Worksheet 11#

Authors (3 maximum; use your full names): BLANK

This worksheet is due Tuesday of Week 8, before discussion section. You are encouraged to work in groups of up to 3 total students, but each student should submit their own file. (It’s fine for everyone in the group to upload the same file.)

Recommendation. Follow the Worksheet 0 instructions to form a free Pro workspace for you and your groupmates, so you can all work on the same file.

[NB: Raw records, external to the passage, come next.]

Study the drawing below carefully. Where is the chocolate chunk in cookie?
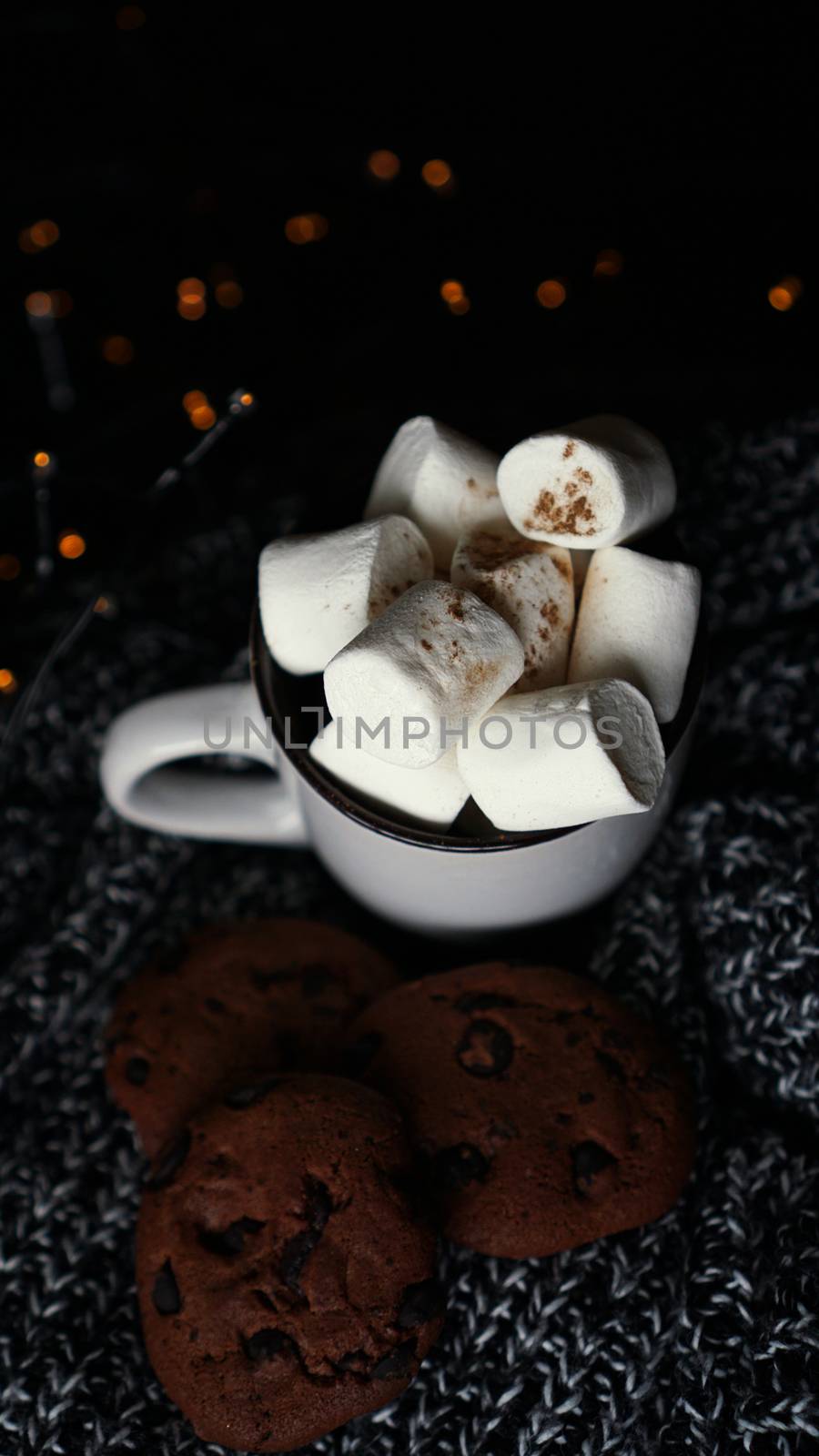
[340,961,693,1258]
[106,920,395,1159]
[137,1075,443,1451]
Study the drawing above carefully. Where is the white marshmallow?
[458,679,666,830]
[364,415,504,571]
[569,546,701,723]
[259,515,433,674]
[324,581,523,769]
[497,415,676,551]
[451,524,574,692]
[310,723,470,828]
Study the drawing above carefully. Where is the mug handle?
[99,682,308,846]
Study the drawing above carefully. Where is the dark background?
[0,5,817,701]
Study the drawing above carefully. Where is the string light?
[284,213,329,245]
[0,555,24,581]
[214,278,245,308]
[538,278,565,308]
[768,274,803,313]
[17,217,60,253]
[368,150,400,182]
[56,531,86,561]
[593,248,623,278]
[116,5,147,31]
[100,333,134,367]
[421,157,451,192]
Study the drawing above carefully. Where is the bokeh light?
[100,333,134,367]
[188,405,216,430]
[368,150,400,182]
[768,274,803,313]
[538,278,565,308]
[17,217,60,253]
[56,531,86,561]
[284,213,329,243]
[440,278,463,303]
[421,157,451,192]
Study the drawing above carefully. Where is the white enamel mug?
[100,600,703,937]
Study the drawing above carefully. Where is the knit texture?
[0,418,819,1456]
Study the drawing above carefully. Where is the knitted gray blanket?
[0,417,819,1456]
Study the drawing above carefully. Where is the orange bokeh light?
[189,405,216,430]
[56,531,86,561]
[284,213,329,243]
[102,333,134,366]
[421,157,451,191]
[439,278,463,303]
[768,274,803,313]
[368,150,400,182]
[17,217,60,253]
[538,278,565,308]
[177,293,207,318]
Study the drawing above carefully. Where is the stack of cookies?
[108,920,693,1451]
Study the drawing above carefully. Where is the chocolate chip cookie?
[106,920,395,1158]
[344,961,693,1258]
[137,1075,443,1451]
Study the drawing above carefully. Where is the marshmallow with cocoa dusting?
[497,415,676,551]
[324,581,523,769]
[458,679,666,830]
[310,719,470,830]
[259,515,434,674]
[364,415,504,571]
[569,546,701,723]
[451,524,574,690]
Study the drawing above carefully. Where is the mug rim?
[249,597,705,854]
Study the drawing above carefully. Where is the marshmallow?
[324,581,523,769]
[458,679,666,830]
[259,515,433,674]
[497,415,676,551]
[569,546,701,723]
[364,415,504,571]
[451,524,574,690]
[310,719,470,828]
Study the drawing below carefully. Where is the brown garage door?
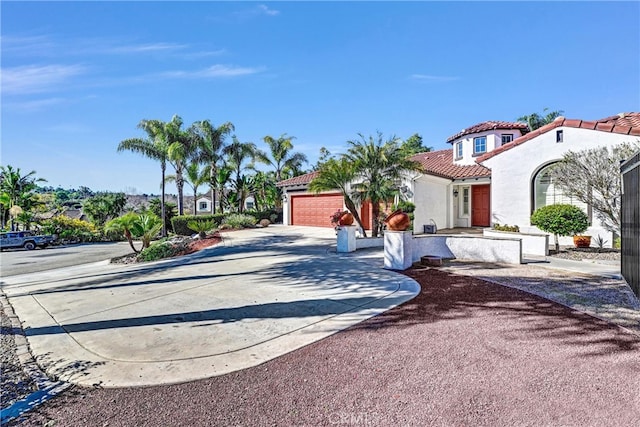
[291,193,343,227]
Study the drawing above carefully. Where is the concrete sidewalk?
[2,226,419,387]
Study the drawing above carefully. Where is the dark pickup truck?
[0,231,55,250]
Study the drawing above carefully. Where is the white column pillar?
[336,225,357,253]
[384,230,413,270]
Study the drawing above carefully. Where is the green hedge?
[171,214,227,236]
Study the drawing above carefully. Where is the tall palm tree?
[118,119,169,237]
[167,161,210,215]
[309,156,367,237]
[164,115,197,215]
[345,132,420,237]
[0,165,47,230]
[256,133,307,182]
[223,135,257,212]
[192,120,235,213]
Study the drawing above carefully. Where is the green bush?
[222,214,258,228]
[138,241,182,261]
[171,214,225,236]
[531,204,589,251]
[493,224,520,233]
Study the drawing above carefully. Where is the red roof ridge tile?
[477,112,640,163]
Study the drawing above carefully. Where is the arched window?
[532,163,591,220]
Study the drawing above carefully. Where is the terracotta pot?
[338,212,353,225]
[384,209,411,231]
[573,236,591,248]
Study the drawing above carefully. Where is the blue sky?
[0,1,640,194]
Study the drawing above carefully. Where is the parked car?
[0,231,55,250]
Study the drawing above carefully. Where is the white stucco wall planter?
[384,232,522,270]
[356,237,384,249]
[482,228,549,256]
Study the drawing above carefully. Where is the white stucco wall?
[482,126,635,245]
[412,175,453,233]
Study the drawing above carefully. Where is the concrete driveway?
[2,226,419,387]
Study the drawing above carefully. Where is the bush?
[531,204,589,251]
[138,241,182,261]
[493,224,520,233]
[171,214,226,236]
[222,214,258,228]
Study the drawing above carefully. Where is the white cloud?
[258,4,280,16]
[161,64,262,78]
[411,74,460,82]
[0,64,86,94]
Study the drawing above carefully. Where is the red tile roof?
[276,171,318,187]
[447,121,529,143]
[477,113,640,163]
[411,148,491,179]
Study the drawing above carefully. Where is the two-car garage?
[290,193,343,227]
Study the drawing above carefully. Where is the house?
[278,113,640,247]
[477,113,640,244]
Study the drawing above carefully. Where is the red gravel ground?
[10,269,640,427]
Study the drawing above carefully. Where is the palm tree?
[192,120,235,213]
[118,120,169,237]
[309,156,367,237]
[223,135,257,212]
[164,115,197,215]
[345,132,420,237]
[0,165,47,230]
[167,161,210,215]
[517,108,564,131]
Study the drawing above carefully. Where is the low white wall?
[482,228,549,256]
[356,237,384,250]
[410,234,522,264]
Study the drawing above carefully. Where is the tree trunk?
[160,163,167,237]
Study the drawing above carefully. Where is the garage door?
[291,193,343,227]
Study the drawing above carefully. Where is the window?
[532,163,591,222]
[473,136,487,154]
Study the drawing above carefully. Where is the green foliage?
[138,241,183,261]
[222,213,258,228]
[400,133,433,157]
[531,204,589,251]
[171,214,225,236]
[492,223,520,233]
[82,192,127,225]
[187,219,216,239]
[42,215,102,242]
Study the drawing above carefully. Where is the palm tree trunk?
[160,162,167,237]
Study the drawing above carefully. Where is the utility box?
[423,224,437,234]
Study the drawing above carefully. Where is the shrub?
[260,218,271,227]
[171,214,226,236]
[222,214,258,228]
[187,220,215,239]
[138,241,182,261]
[493,224,520,233]
[531,204,589,251]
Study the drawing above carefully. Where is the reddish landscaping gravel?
[10,269,640,427]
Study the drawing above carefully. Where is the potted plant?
[531,204,591,252]
[329,209,353,227]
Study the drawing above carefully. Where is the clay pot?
[338,212,353,225]
[384,209,411,231]
[573,236,591,248]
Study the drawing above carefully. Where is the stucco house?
[278,113,640,247]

The main part of this week’s homework is based on an example from Jake VanderPlas’s book, Python Data Science Handbook.

Downloading the data#

Go to https://data.seattle.gov/ and find the “Fremont Bridge Bicycle Counter” dataset (not the one called “Timeline”, the plain one). Download the csv file for that dataset (click the “Export” button at the top right), and upload that csv file to this Deepnote project. Rename the csv file to “Fremont.csv”. (You can click the three dots to the right of the file name, to reach the option to rename it. Or just rename it on your computer before you upload the file.)

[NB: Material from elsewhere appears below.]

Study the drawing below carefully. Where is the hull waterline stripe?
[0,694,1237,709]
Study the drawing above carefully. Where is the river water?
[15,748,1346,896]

Linear regression with Seattle bicycle data#

Question 1#

Read in the Fremont.csv file from Part 0, drop the rows which contain missing values, keep only the first two columns, and name the resulting DataFrame df_pre.
Rename the “Fremont Bridge Total” column to “Bikes”, using a command of the form

df_pre.rename({???: ???}, axis=???, inplace=???)

Convert the “Date” column to a datetime data type by using pd.to_datetime.
Using the dt accessor and several Boolean Series, define a new pandas DataFrame df_pre2 which contains only the rows in df_pre from the year 2022, from September or earlier, and from the hour 8:00am in the morning. Use .copy() to ensure that df_pre2 is a new DataFrame.
Round the “Date” column to the nearest date (i.e., lose the 8:00am part) by using dt, round (documentation), and the nearest calendar day offset. (Updated 11/14: I had previously said you could use dt.date but that fails when we reach the Altair step. Instead use dt.round.)

Question 2#

The weather data in the attached SeattleWeather.csv file was downloaded a few days ago from this website. (You don’t need to re-download it; just use the provided csv file in this Deepnote project.) The “PRCP” column in this csv file indicates the amount of precipitation that fell on that day.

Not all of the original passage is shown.